Scripture Text: (ACTS 2:42-47)
They devoted themselves
to the teaching of the apostles and to the communal life,
to the breaking of bread and to the prayers.
Awe came upon everyone,
and many wonders and signs were done through the apostles.
All who believed were together and had all things in common;
they would sell their property and possessions
and divide them among all according to each one’s need.
Every day they devoted themselves
to meeting together in the temple area
and to breaking bread in their homes.
They ate their meals with exultation and sincerity of heart,
praising God and enjoying favor with all the people.
And every day the Lord added to their number those who were being saved.

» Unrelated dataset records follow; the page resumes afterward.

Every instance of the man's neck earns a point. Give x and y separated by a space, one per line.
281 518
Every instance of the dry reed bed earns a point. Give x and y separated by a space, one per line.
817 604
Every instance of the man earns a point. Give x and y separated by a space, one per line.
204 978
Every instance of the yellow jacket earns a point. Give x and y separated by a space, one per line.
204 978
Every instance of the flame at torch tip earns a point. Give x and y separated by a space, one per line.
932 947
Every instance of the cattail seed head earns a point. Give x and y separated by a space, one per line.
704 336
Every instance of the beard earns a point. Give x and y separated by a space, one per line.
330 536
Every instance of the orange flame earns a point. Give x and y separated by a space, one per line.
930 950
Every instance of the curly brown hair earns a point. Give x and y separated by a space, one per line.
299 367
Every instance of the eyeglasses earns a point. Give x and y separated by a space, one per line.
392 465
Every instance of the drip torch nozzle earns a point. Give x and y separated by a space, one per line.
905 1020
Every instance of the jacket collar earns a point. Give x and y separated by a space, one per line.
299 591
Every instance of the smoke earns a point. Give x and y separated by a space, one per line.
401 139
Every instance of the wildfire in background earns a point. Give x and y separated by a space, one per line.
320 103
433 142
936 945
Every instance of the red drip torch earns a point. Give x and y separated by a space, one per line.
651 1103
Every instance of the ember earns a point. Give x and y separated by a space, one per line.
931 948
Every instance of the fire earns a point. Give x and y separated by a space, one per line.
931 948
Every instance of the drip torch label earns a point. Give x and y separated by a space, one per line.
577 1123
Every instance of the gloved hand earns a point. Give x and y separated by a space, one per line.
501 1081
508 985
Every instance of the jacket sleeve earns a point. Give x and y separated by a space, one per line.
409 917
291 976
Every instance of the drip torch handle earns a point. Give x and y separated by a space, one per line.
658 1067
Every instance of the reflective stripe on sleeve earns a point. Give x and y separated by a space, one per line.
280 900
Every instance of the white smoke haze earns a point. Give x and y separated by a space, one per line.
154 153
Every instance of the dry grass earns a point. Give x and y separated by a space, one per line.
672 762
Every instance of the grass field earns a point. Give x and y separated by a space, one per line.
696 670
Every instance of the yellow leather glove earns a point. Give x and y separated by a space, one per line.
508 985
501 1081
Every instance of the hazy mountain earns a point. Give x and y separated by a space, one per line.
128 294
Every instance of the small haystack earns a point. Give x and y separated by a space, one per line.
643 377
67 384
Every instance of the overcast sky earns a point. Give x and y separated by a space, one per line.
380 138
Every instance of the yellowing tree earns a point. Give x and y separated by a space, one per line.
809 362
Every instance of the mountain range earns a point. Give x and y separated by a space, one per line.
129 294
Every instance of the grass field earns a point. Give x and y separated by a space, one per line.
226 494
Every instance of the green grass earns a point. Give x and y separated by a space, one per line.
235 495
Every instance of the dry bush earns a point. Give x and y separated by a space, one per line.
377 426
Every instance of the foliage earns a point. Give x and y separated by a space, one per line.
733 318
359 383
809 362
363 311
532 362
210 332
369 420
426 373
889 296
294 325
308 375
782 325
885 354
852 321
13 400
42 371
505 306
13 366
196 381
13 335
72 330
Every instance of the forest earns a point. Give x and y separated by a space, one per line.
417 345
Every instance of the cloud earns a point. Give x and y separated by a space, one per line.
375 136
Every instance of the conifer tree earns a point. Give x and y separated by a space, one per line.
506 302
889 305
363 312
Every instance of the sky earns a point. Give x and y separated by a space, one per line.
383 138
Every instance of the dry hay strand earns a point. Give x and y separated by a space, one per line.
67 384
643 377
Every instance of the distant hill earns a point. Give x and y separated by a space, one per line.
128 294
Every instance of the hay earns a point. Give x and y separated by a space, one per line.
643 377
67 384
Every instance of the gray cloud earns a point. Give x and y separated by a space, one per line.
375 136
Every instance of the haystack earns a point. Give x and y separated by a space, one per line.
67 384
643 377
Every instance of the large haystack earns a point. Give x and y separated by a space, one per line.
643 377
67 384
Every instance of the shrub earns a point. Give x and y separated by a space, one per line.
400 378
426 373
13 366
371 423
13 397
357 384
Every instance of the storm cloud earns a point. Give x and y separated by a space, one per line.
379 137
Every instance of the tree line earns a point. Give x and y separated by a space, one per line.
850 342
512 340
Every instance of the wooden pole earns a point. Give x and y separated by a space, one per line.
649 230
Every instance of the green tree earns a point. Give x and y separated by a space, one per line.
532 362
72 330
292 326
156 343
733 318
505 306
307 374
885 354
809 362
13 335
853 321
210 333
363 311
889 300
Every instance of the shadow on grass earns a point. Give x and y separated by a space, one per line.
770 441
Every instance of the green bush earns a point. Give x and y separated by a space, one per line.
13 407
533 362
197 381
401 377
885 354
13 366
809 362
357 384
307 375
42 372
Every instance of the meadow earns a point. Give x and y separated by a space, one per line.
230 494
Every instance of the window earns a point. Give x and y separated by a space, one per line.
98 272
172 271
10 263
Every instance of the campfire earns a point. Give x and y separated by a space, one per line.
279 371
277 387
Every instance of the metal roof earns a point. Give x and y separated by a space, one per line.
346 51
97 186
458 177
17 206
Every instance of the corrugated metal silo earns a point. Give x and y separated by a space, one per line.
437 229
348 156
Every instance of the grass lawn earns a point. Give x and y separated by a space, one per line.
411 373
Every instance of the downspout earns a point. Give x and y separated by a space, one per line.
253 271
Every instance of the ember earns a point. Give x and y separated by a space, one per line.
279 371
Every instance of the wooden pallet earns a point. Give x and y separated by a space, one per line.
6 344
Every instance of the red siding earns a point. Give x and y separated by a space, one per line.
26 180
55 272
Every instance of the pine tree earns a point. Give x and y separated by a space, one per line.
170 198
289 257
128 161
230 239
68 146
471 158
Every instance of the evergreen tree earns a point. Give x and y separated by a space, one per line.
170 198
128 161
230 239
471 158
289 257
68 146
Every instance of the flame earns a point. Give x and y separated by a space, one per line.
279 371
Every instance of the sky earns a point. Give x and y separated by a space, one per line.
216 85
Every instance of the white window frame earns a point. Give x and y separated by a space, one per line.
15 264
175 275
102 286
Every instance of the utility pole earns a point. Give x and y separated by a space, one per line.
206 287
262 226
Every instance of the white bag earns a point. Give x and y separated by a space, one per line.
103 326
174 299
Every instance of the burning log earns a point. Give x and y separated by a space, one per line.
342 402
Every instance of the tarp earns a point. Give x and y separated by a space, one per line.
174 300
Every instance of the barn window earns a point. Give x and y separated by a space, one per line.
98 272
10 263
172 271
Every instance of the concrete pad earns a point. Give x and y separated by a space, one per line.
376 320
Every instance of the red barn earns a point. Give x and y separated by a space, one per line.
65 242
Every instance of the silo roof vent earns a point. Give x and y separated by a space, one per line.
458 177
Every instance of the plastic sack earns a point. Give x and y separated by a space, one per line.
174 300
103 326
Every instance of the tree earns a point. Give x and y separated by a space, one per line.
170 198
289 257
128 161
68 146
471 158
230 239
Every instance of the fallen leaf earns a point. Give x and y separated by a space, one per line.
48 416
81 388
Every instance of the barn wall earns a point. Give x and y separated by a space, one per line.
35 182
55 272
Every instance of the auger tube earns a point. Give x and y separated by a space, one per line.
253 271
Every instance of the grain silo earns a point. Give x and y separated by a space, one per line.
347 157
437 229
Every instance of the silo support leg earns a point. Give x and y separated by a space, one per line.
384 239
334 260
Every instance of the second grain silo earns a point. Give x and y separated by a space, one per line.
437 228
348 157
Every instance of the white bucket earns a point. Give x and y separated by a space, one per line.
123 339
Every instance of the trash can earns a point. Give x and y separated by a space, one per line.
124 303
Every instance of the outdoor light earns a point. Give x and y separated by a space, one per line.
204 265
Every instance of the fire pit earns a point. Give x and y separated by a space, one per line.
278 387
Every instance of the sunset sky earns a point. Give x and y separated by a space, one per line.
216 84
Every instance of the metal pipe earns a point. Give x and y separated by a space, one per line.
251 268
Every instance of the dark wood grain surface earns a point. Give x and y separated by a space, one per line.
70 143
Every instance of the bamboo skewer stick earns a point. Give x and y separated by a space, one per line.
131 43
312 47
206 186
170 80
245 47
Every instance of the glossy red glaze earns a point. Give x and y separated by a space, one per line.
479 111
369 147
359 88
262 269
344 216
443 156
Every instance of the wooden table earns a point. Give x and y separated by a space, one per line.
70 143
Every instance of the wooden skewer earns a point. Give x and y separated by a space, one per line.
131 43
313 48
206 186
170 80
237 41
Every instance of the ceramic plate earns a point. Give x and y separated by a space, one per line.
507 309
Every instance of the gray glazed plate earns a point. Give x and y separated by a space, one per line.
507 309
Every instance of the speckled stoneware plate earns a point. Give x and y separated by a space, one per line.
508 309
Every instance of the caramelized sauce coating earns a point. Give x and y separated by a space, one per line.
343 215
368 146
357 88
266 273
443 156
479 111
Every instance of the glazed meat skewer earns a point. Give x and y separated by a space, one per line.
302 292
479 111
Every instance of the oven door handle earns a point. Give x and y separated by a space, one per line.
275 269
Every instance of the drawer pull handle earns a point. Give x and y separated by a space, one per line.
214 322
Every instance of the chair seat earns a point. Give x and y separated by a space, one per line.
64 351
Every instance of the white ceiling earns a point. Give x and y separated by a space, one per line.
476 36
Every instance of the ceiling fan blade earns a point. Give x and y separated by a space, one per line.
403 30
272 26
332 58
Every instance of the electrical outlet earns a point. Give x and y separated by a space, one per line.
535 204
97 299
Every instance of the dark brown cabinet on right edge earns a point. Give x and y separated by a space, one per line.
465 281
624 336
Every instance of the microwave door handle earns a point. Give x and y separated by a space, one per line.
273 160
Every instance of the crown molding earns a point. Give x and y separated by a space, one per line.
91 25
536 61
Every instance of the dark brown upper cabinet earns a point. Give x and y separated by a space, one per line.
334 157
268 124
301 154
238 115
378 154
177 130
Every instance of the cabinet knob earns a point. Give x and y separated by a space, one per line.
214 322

“Miracles.” What does this word bring to mind for you? Spectacular healings? Multiplication of food? Suspension of the laws of nature? Signs and wonders relegated to biblical times? As Catholics, we have living proof that miracles are not things of the past. Every time a new saint is canonized, we are reminded that miracles still happen. We see in these saints evidence of God breaking into our world and transforming people in concrete ways!

Today we celebrate the canonization of Popes John XXIII and John Paul II, two modern-day examples of God’s power to perform miracles—and not just the physical healings that have been attributed to their intercession. Who could deny the miracle of John XXIII opening the Church to the modern world and speaking timeless truths in a new way to a world that desperately needed it? Countless lives were changed around the globe because of what he did. Countless people—unbelievers as well as believers—stood in awe of how vital the Church is and how active a role it can play in the world. And who could not but stand in awe of the largely bloodless way that the walls of communism came down during the papacy of John Paul II? Or think of the lives that were touched when they saw him forgive the assassin who tried to kill him. The world looked on in amazement!

As we are inspired by the lives of these two holy popes, we know there’s always more of God’s mercy. Even now, two thousand years after Christ’s birth, we see just the beginnings of how God wants to inspire awe in the world! So together let’s celebrate the new saints -  John XXIII and John Paul II—and let’s keep expecting miracles!